“Tutti abbiamo senz’altro sperimentato quella spiacevole sensazione che ci assale alle stazioni ferroviarie. Dobbiamo accomiatarci da qualcuno. La persona cui dobbiamo dare l’addio è già salita sul treno, ma il treno non si decide a partire. Si sta lì, uno sulla piattaforma e l’altro al finestrino, e si cerca di conversare, e improvvisamente non c’è più una sola parola da dirsi.
Naturalmente dipende dal fatto che tutto d’un tratto non possiamo più sentire quello che vogliamo. La situazione ci prescrive un sentimento. E chi non ha provato quell’enorme sollievo quando il treno finalmente si muove?
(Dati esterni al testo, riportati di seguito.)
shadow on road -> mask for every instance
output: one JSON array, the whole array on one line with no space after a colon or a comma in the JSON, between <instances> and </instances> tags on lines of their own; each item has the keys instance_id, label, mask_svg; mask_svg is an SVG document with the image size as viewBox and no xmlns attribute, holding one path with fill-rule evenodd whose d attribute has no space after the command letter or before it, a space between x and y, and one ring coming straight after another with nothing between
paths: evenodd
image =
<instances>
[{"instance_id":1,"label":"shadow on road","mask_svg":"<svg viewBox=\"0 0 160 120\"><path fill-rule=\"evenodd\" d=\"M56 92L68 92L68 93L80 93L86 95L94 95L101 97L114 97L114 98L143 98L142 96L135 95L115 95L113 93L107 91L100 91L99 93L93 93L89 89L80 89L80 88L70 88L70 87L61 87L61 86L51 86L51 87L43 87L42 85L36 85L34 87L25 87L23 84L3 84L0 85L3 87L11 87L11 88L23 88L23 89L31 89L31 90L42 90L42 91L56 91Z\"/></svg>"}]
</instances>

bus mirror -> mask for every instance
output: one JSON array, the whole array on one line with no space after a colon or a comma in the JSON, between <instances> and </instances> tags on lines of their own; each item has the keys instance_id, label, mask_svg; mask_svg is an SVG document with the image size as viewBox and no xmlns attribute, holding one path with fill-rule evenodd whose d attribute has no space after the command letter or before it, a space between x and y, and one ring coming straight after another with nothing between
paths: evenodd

Oppure i funerali. Quando qualcuno muore, o si ammala, quando sopravvengono delle delusioni, allora ci si aspetta da noi che proviamo determinati sentimenti. In tutte quelle situazioni, eccetto quelle più quotidiane e neutrali, siamo sottoposti a una pressione su come dobbiamo comportarci, su come ci dobbiamo sentire. E a voler guardare più da vicino, si scopre non di rado che sono romanzi, film o drammi visti o letti qualche volta a prescriverci quei ruoli.
Quando nella realtà ci confrontiamo con situazioni insolite (per esempio, che rivalità che ci eravamo aspettati svaniscono e si tramutano invece in un amore che ci lascia soli) la prima cosa a cui ci aggrappiamo sono proprio quei modelli sentimentali da romanzo. Ma non ci danno molto sostegno. Ci lasciano più soli di prima, e violentemente precipitiamo nella realtà.”